Parker's Box
193 Grand Street, 718-388-2882
Williamburg
January 19 - February 19, 2007
Reception: Friday, January 19, 6 - 9 PM
Web Site
The Troubled Waters of Permeability! features 14 international artists from Algeria, France, Germany, Ireland, and Korea, alongside American artists with diverse backgrounds including China, India and Europe.
Permeability between fields as ostensibly opposed as art and science, or as contrasting as technology and illustration, seems to provide an increasingly significant arena in current contemporary art practice. As technology, for example, has become a necessary and obsessive component of our present lives, playing successively benevolent or negative roles, it is not surprising that it has inspired much artistic creation and reflection. Since the 1970’s, artists have been striving to make everyday life more than merely a subject by becoming an indivisible part of art if not an artform in itself. “Art is what makes life more interesting than art” said Robert Filliou. At the same time, narrative has been slowly re-entering the realm of fine arts since the 1980’s after having been somewhat banished for more than half a century. In order to explore storytelling under new forms, fine art borrows among others, the efficient tools of illustration and moviemaking. Crossing boundaries between genres and fields also seems to proceed from a recent democratization of art, particularly of certain media such as photography and video but equally from the explosion of availability of an ever greater array of affordable possibilities and choices in our modern societies.

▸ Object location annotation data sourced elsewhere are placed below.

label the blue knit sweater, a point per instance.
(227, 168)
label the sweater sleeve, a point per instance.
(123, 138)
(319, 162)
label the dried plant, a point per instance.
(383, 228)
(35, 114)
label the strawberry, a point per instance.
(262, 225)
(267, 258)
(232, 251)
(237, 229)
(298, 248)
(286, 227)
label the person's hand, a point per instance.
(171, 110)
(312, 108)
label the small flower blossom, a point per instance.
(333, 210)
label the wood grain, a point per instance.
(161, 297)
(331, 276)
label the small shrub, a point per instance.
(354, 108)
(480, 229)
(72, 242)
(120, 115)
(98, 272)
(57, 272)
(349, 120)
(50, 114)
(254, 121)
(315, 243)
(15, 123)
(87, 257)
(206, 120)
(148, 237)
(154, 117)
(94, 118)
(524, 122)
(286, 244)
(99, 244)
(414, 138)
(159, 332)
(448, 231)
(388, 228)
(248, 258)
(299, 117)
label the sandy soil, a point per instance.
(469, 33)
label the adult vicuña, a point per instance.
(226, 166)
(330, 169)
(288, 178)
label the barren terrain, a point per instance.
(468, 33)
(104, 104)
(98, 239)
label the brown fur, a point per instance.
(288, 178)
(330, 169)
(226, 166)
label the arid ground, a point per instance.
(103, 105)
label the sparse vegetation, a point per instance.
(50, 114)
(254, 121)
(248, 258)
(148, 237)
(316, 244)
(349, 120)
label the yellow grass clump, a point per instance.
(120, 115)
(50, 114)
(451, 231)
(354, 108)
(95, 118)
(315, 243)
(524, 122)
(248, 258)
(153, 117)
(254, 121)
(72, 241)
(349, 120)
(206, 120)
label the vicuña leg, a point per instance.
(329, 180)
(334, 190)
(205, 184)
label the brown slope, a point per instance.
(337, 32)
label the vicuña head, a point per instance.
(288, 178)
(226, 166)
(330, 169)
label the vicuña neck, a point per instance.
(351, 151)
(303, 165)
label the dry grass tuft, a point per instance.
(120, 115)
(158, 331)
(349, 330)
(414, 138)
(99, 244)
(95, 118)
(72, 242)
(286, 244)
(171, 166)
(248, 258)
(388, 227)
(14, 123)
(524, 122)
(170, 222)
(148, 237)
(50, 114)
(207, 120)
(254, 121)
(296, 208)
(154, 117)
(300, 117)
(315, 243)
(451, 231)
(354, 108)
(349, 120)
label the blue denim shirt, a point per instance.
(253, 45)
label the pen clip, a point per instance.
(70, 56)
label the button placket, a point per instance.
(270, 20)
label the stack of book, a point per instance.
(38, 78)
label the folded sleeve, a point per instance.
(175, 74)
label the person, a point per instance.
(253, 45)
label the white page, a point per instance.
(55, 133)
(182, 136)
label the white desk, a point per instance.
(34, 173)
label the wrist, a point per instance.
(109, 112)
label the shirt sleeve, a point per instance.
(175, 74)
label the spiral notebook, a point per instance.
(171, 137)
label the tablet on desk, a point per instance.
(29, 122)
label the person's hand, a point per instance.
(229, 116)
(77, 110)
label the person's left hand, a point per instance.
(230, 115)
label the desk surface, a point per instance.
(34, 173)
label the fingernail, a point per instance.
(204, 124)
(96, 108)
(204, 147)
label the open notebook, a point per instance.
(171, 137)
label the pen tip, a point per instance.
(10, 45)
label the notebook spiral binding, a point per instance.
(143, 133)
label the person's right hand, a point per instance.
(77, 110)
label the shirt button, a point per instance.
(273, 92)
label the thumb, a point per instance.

Both David McQueen and Electronic Shadow (a collaborative group presented for the first time in an American gallery) hybridize technology, nature, architecture and human presence, and imbue their creations with poetry. Some works of art are not always what they seem: Caroline McCarthy’s photography or Yazid Oulab’s videos oscillate between sculpture, performance, painting and sometimes even incantation. What the viewer sees in both these artists’ work is mostly a trace of an ephemeral process, activity or construct. Géraldine Pastor-Lloret, Chitra Ganesh and Fay Ku’s works walk on the edges of the territories of illustration through the forms that they invent and twist, aswell as through their use of cryptic and fascinating narratives based on cultural and personal myths or stories. Aesthetically extremely diverse, Jeremy Bronson and David Bronson generate captivating surrealistic and complete universes consisting in videos close to movies, illustration works, animation, drawings, sculptures and installations. Both Soyeon Cho and Pamela Hadfield use the mundane (everyday-life objects, food substances) and transcend it into surprising and touching beauties: whether pure or tainted with their contrary. Nora Krug (who confronts Borgès in the work that she displays in the show), and Paul Hoppe, are renowned illustrators. The quality and scale of their works crosses de facto any possible aesthetic or mental frontier. Finally, Patrick Martinez handles ambiguity as an art and develops a complex, strong, tragic and humoristic drawing practice through video: a medium that seems so far from drawing itself.
With the awareness of the dangers and paradoxes generated by such a subject, The Troubled Waters of Permeability! explores the diverse practices embracing transgression through an arsenal of weapons that favor beauty and subtlety over agressivity and over provocation… In the end, this could simply be part of a humanistic will (in the 18th century sense of the word) to engage in a simultaneous exploration of what it means to be an artist, at the same time as being a human being.